Coğrafyadan vatana, Remzi Oğuz Arık

1969 yılında Milli Eğitim Bakanlığı tarafından “Bin Temel Eser” serisi içinde basılan “Coğrafyadan Vatana” isimli kitabı, Remzi Oğuz Arık'ın makalelerinden ve birçok farklı konudaki fikirlerinden oluşmaktadır.


Paylaşın:
Coğrafyadan vatana, Remzi Oğuz Arık

Coğrafyadan vatana, Remzi Oğuz Arık

Yazar Remzi Oğuz Arık!

Remzi Oğuz Arık, 1939-1950 yılları arasında Dil ve Tarih Coğrafya Fakültesi’nde arkeoloji profesörü olarak görev yapmıştır. Kendisi, 1950 yılında DP’den Seyhan milletvekili olarak siyasete atılmış olan bir ilim ve fikir adamıdır. 1952 yılında DP’den ayrılarak “Köylü Partisini” kurmuştur. Yazık ki 1954 yılında, henüz elli beş yaşındayken bir uçak kazasında hayatını kaybetmiştir.

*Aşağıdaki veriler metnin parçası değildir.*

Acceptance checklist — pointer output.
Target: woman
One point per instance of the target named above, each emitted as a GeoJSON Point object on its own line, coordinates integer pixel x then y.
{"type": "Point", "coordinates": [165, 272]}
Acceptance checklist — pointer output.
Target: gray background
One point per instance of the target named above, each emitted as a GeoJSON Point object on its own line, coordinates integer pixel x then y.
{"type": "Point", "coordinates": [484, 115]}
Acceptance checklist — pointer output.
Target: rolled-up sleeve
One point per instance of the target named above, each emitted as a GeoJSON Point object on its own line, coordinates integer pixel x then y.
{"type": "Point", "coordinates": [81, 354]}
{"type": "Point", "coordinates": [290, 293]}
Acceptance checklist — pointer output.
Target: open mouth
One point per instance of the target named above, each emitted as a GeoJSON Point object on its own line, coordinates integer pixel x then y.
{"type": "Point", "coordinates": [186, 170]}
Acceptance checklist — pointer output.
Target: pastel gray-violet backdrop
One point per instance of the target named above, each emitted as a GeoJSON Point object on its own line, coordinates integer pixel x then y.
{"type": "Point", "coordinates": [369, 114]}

Arkeoloji konusundaki eserlerini konumuzun dışında tutarak, yazarın fikir adamı ve siyasetçi kimliği ile ortaya koyduğu eserleri; Türk İnkılabı ve Milliyetçilik, Gurbet-İnmeyen Bayrak, İdeal ve İdeoloji’dir. 1969 yılında Milli Eğitim Bakanlığı tarafından “Bin Temel Eser” serisi içinde basılan “Coğrafyadan Vatana” isimli kitabı, yazarın makalelerinden ve birçok farklı konudaki fikirlerinden oluşmaktadır.

Remzi Oğuz Arık’ın “Coğrafyadan Vatana” isimli eserindeki makalelerinden yola çıkarak onun öne çıkan düşüncelerine belirli konu başlıkları altında biraz kafa yoralım istiyorum.

Coğrafya, Vatan, Tarih

Bir yurt parçasının, bir coğrafyanın nasıl vatan olduğunu, vatan olması için verilen mücadelelerle nasıl bir müşterek tarihin, edebiyatın ve musikinin oluştuğunu, bu kültürel değerlerin toplumları nasıl “millet” yaptığını, yazar Remzi Oğuz Arık şöyle anlatıyor:

“… Vatan, alelade bir toprak parçası değildir. Hakiki kimliğini üstünde yaşadığı insanlardan, onların eserlerinden alır… Hürriyetsiz vatan insana zindan olur. Vatan, insanların bu topraklar üzerinde verdiği mücadelenin hikâyesi olan tarihten ayrı da düşünülemez. Müşterek tarih toplumları millet yapar… Yaşanılan acı tatlı hatıralar bir potadan eriyip dökülerek coğrafyayı vatan yapar. Toprak çiğnene çiğnene vatan olur. Milliyet fikrinin doğuşu bir vatanla başlar.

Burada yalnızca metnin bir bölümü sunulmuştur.